Wiem, że z Waszej perspektywy wcale mogą nie być to najprostsze spotkania, bo często wręcz słyszę komentarze, że nie lubicie np. daily, które jest z jednej strony krótkie i łatwe, z drugiej strony ta prosta, sztywna formuła spotkania i tego, jakie oczekiwane są na niej wypowiedzi, daje bardzo mało elastyczności i sprawia, że czasem macie wrażenie, że w kółko mówię to samo, w kółko jakby powtarzam tak naprawdę to samo zdanie i nie wiem, jak mogę powiedzieć to inaczej. Dlatego dzisiaj właśnie dam Wam kilka przykładów i kilka alternatyw, jakiego rodzaju wyrażenia zdania czas gramatyczny możecie wykorzystać podczas daily.

(3:17 – 6:50)

Natomiast gdzieś później przejdziemy do innego typu spotkań, typu sytuacja, w której np. musicie komuś wytłumaczyć, jak coś działa, albo porównać dwa różne rozwiązania i powiedzieć, jakie są konsekwencje, jeśli wybierzemy to rozwiązanie, a jakie będą konsekwencje, jeśli wybierzemy drugie rozwiązanie. Czy sytuacje, w których musicie tak naprawdę kogoś przekonać do jakiegoś rozwiązania, czyli np.

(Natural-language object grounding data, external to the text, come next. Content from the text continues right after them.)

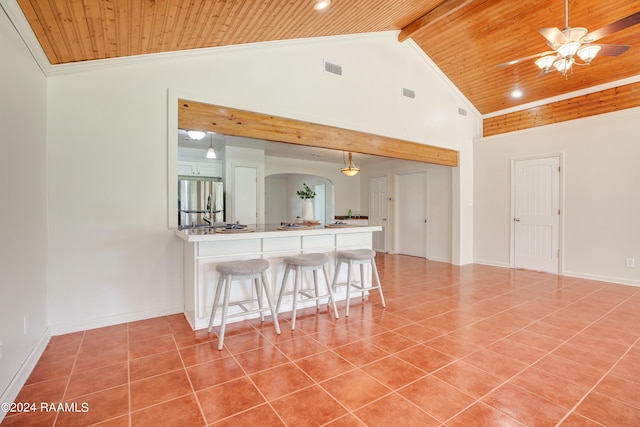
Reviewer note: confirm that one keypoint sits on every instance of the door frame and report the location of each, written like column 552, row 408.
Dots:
column 397, row 207
column 512, row 248
column 389, row 220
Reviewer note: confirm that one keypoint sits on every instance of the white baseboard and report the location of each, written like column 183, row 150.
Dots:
column 21, row 377
column 599, row 278
column 492, row 263
column 438, row 259
column 66, row 328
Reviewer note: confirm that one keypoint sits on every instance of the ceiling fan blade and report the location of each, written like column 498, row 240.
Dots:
column 608, row 29
column 543, row 73
column 553, row 35
column 613, row 49
column 517, row 61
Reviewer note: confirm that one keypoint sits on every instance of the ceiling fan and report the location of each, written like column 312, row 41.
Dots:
column 575, row 45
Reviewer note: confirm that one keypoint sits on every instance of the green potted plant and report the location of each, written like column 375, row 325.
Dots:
column 306, row 192
column 307, row 195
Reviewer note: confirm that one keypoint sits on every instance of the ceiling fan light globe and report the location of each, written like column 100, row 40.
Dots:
column 546, row 62
column 587, row 53
column 563, row 65
column 569, row 49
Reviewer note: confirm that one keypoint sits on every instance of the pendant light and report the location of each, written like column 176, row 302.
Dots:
column 211, row 153
column 350, row 169
column 196, row 135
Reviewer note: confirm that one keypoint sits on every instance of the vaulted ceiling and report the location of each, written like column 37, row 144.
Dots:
column 466, row 39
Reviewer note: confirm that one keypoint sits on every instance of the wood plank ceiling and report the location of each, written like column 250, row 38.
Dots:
column 465, row 38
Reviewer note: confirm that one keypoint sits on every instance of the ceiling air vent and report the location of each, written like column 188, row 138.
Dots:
column 332, row 68
column 408, row 93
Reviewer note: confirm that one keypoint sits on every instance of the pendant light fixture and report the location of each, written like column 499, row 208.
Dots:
column 350, row 169
column 196, row 135
column 211, row 153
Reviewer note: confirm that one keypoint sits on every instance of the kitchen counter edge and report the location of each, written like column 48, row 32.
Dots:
column 214, row 237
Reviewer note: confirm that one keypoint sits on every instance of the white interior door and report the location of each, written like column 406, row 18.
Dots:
column 245, row 194
column 411, row 214
column 536, row 220
column 319, row 203
column 378, row 211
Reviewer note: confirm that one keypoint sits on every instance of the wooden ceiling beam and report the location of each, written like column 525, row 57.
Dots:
column 443, row 10
column 229, row 121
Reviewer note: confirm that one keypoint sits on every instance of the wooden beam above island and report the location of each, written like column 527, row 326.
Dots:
column 231, row 121
column 203, row 249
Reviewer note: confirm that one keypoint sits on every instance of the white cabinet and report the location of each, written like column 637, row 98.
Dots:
column 205, row 169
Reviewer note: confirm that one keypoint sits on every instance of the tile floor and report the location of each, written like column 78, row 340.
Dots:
column 456, row 346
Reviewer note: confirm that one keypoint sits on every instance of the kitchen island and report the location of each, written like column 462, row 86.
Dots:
column 204, row 248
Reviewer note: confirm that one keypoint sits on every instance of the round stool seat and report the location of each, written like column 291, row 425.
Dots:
column 307, row 260
column 357, row 254
column 244, row 267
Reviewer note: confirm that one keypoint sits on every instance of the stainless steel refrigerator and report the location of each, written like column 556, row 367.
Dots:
column 200, row 201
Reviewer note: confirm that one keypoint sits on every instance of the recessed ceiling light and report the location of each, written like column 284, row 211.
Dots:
column 322, row 4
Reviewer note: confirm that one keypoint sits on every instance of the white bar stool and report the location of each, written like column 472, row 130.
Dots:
column 252, row 269
column 358, row 257
column 299, row 264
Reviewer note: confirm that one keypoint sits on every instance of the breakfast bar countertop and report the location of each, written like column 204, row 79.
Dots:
column 208, row 234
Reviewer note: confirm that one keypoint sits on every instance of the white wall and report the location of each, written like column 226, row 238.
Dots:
column 601, row 193
column 112, row 133
column 23, row 216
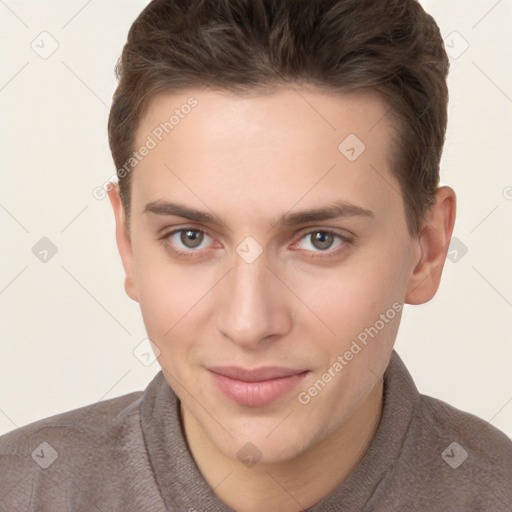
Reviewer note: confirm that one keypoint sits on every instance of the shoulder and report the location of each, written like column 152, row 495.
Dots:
column 98, row 418
column 79, row 442
column 461, row 457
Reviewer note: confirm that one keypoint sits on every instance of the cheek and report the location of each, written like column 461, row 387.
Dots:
column 351, row 297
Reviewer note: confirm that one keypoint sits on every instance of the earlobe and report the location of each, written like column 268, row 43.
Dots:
column 123, row 240
column 433, row 243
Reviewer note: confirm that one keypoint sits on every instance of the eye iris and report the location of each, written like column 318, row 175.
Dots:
column 324, row 240
column 189, row 235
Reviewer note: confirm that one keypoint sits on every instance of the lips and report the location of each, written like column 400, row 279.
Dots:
column 257, row 387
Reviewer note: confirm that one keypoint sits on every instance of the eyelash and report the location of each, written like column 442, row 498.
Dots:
column 316, row 254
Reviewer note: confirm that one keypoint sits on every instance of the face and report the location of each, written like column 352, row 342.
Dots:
column 272, row 326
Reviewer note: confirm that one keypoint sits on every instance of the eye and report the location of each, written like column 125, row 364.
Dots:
column 320, row 241
column 189, row 238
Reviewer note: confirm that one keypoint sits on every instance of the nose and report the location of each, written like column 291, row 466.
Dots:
column 253, row 306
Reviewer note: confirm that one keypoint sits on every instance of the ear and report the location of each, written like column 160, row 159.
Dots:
column 433, row 242
column 123, row 240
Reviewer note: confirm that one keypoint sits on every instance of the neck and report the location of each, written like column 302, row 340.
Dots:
column 294, row 484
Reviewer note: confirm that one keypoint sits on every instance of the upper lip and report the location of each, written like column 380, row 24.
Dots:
column 255, row 375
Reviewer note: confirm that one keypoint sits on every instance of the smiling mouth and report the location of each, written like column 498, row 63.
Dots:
column 256, row 388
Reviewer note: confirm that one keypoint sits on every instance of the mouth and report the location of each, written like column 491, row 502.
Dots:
column 258, row 387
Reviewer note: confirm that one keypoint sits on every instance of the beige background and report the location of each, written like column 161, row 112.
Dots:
column 68, row 330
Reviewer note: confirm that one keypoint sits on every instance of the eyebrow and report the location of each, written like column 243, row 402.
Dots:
column 339, row 209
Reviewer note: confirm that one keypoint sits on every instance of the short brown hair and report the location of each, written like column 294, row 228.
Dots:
column 391, row 46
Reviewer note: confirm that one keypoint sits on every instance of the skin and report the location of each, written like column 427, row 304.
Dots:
column 251, row 160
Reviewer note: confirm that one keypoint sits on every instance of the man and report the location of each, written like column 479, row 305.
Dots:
column 277, row 205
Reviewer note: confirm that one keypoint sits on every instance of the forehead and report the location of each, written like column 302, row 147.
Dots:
column 273, row 149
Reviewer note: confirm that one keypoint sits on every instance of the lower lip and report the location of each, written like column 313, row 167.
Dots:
column 256, row 394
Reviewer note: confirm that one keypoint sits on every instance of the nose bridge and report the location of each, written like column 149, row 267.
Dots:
column 249, row 311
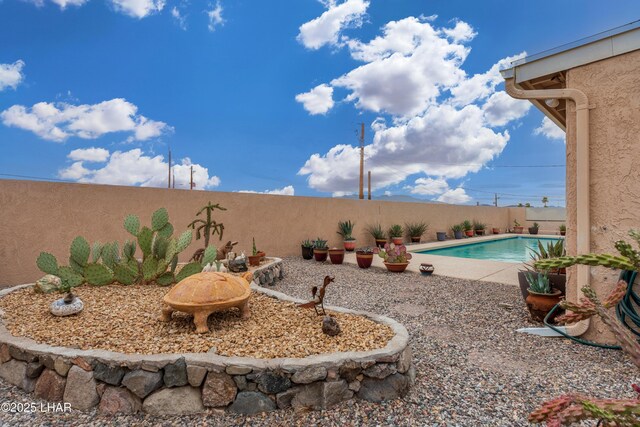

wytłumaczyć, że zróbmy to w ten sposób, bo może teraz zajmie nam to trochę czasu, ale później będzie to dla nas łatwiejsze w utrzymaniu i daje nam to takie i takie korzyści. To są zupełnie innego rodzaju spotkania, do których będziemy się przygotowywać inaczej. Do tego jeszcze dochodzą oczywiście prezentacje i ja wiem, dużo osób mówi mi, ale przecież ja nie przygotowuję prezentacji, prezentacje przygotowują tylko managerowie, bo często Wam się kojarzy prezentacja jako taki tylko i wyłącznie typowy powerpoint, ale tak naprawdę każda, no dobra, może nie każda, większość osób, które pracują w projektach, co jakiś czas prezentuje coś w jakiejś formie.

Nawet być może w ogóle nie tykacie powerpointa, ale co jakiś czas prezentujecie coś na review albo na demo, być może co jakiś czas przedstawiacie gdzieś nawet wewnątrz w swoim teamie jakiś problem, jakieś rozwiązanie, opowiadacie o tym, czego się nauczyliście, jaką nową, nie wiem, biuliotekę znaleźliście i co można byłoby poprawić na przykład w Waszym sposobie pracy albo może pracujecie z danymi, może jesteście analitykiem albo pracujecie na stanowisku data scientist i regularnie przedstawiacie dane w jakiejś formie, nie wiem, tabeli, wykresów, grafów i tutaj tak naprawdę potrzebujecie całkiem podobnych umiejętności do tych, które wykorzystują na przykład project managerowie prezentując coś dla zarządu. A do tego wszystkiego jeszcze nam dochodzą sytuacje, w których to Wy musicie poprowadzić spotkanie, na przykład właśnie wcześniej wspomniane daily albo retro, co teoretycznie nie jest bardzo skomplikowane, ale z drugiej strony kiedy przyjdzie nam do tego, że musimy czasem niektóre osoby dopytywać, trochę zachęcać do mówienia, bo od czasu do czasu po prostu dostaniemy trochę byle jaką odpowiedź pod tytułem nic ciekawego, nie mam nic do powiedzenia, no to tutaj się okazuje, że żeby wybrnąć z takiej sytuacji to nie jest takie proste i fajnie mieć przygotowane na to wyrażenia. I czemu ja o tym wszystkim teraz mówię? Bo pierwsza rzecz, o której chcę Wam powiedzieć w kontekście przygotowywania się do spotkań to zastanów się, co potrzebujesz osiągnąć w trakcie spotkania, o czym jest to spotkanie i w związku z tym jakich zwrotów, wyrażeń, zdań, konstrukcji gramatycznych, czasów gramatycznych możesz użyć.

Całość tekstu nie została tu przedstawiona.